En arrivant à proximité de “Thud Ridge”, au nord de Hanoï, la patrouille menée par Robin Olds repéra un puis plusieurs MiG-21 émergeant de la couche. En évitant soigneusement de rentrer dans le cercle infernal d’un combat tournoyant dont ils pourraient ne pas sortir vainqueurs, les pilotes de “Phantom” II engagèrent le combat.
Le premier à ouvrir le feu fut leur leader, toujours prêt à montrer l’exemple, mais qui, par sa position, fut le premier à se retrouver directement au contact de l’adversaire. Il tira deux “Sparrow” puis deux “Sidewinder” sur un MiG-21 en pure
perte. Après avoir laissé s’échapper ce premier MiG, il en avisa un second plus bas sur lequel il plongea. Il tira un nouveau “Sidewinder” qui alla frapper sa cible. L’aile du chasseur soviétique se rompit et il se transforma en boule de feu. Son ailier, “Olds 2”, le lt Wetterhahn, eut plus de réussite avec ses “Sparrow” car son deuxième toucha sa cible qui dégringola en flammes. Ce fut ensuite au tour d’“Olds 4”, le capt. Radeker, de dégager son leader en touchant un MiG avec un “Sidewinder”.
Les pilotes de l’aviation du Vietnam du Nord eurent beau prévenir leurs collègues qu’ils étaient tombés dans un traquenard, les autres patrouilles avaient décollé.
D’autre MiG furent repérés par la patrouille “Ford”. Deux filaient devant pendant qu’un troisième tentait de se glisser derrière eux pour piéger les “Phantom” II. Le capt. Raspberry, “Ford 2” raya du ciel un MiG-21 avec un “Sidewinder”.
Quatre MiG-21 tentèrent ensuite d’intercepter la patrouille “Rambler” dirigée par John Stone, initiateur de la mission. Il parvint à se mettre en position de tir et lança trois “Sparrow”. Si le premier se perdit, le second endommagea le “Fishbed” qui continua à voler quelques secondes le temps que le troisième missile l’achève. Un autre MiG fut touché sérieusement par “Rambler 2” et son pilote J. R. Gly puis “Rambler 4”, le maj. Combies, constata l’éjection du pilote du MiG sur lequel il avait lancé deux “Sparrow”. L’affrontement avait duré entre 12 et 15 minutes. Le retour à Ubon fut triomphal.
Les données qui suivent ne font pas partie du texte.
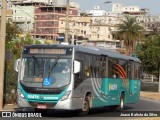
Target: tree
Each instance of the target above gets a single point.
(150, 54)
(129, 32)
(154, 27)
(12, 31)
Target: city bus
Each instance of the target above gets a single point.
(72, 77)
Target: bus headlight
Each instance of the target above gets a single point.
(66, 95)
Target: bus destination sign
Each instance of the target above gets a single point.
(47, 51)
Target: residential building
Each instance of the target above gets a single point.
(47, 21)
(23, 16)
(96, 11)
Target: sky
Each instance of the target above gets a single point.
(152, 5)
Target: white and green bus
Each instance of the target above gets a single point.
(76, 78)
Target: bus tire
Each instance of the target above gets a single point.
(120, 107)
(86, 106)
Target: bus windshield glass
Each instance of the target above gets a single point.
(45, 72)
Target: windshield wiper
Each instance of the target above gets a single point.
(50, 70)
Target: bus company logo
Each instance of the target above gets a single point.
(6, 114)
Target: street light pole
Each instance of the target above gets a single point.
(2, 50)
(159, 77)
(67, 22)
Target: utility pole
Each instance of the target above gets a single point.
(67, 22)
(2, 49)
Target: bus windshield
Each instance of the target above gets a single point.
(45, 72)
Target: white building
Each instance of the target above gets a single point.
(117, 7)
(96, 11)
(51, 2)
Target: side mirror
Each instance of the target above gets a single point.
(77, 66)
(16, 65)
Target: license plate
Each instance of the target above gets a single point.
(40, 106)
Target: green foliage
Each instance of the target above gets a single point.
(129, 31)
(149, 54)
(12, 31)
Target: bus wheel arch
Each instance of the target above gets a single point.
(87, 102)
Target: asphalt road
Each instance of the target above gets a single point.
(141, 107)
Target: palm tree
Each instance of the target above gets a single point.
(129, 31)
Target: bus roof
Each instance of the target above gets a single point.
(89, 50)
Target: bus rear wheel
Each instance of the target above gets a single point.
(86, 106)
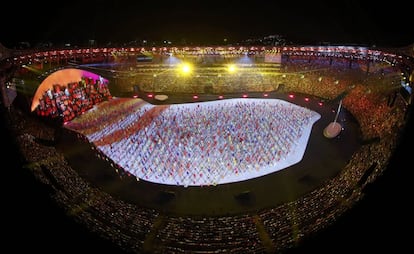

Les pilotes de F- 4 se virent attribuer sept victoires sûres et aucune perte !
Selon les sources, entre 12 et 14 MiG-21 du régiment 921 prirent l’air ce jour-là. Cinq des sept pilotes de MiG réussirent à s’éjecter : Vu Ngoc Dinh, Nguyen Duc Thuan, Nguyen Dang Kinh, Bu Duc Nhu et Nguyen Ngoc Dinh. Les Vietnamiens ne reconnurent que cinq pertes ce jour-là.
Le très discret groupe Z
Certains historiens pensent que les deux victoires manquantes peuvent s’expliquer par la présence de MiG chinois ou, plus certainement, par l’intervention du “Doan Z” (groupe Z), une escadrille de volontaires nord-coréens qui, entre 1967 et 1972, volèrent sur MiG-17 et MiG-21 pour épauler leurs camarades vietnamiens. Ce n’est qu’en 1996 que l’existence de cette unité fut révélée après la défection d’un pilote nord-coréen, Lee Chul Soo, qui vint se poser à Séoul avec son MiG-19. Lors des différents interrogatoires auxquels il fut soumis, il raconta l’histoire d’une soixantaine de pilotes de son pays qui étaient allés combattre aux côtés des aviateurs vietnamiens. Le groupe Z était basé à Kep entre 1967 et 1972. Ils revendiquèrent 26 victoires aériennes mais une douzaine d’entre eux furent tués au combat ou lors de bombardements, ainsi que deux techniciens. Ils furent enterrés dans des tombes distinctes près de Bac Giang. Leurs corps furent néanmoins rapatriés en 2002 mais leurs pierres tombales furent préservées en hommage.
Les libations sur la base de Thaïlande furent à la hauteur de l’évènement. La mission avait été un vrai succès et le chef avait confirmé son statut de meneur d’hommes. Il avait aussi fait preuve de la qualité qu’il exigeait d’un pilote de chasse digne de ce nom : l’agressivité.
Les jours suivants, les MiG s’en prirent à plusieurs RF- 4 en missions de reconnaissance au Nord, si bien que la décision fut prise de suspendre temporairement ces missions le temps que la menace s’atténue. À la 8th TFW, les pilotes, sans doute encore chauds bouillants de leur combat épique, imaginèrent se faire désormais passer pour des RF- 4 histoire d’avoir de quoi peindre quelques étoiles rouges de plus sur les entrées d’air de leurs avions, surtout ceux qui n’avaient pas encore eu la chance de mettre un MiG-21 dans leur viseur.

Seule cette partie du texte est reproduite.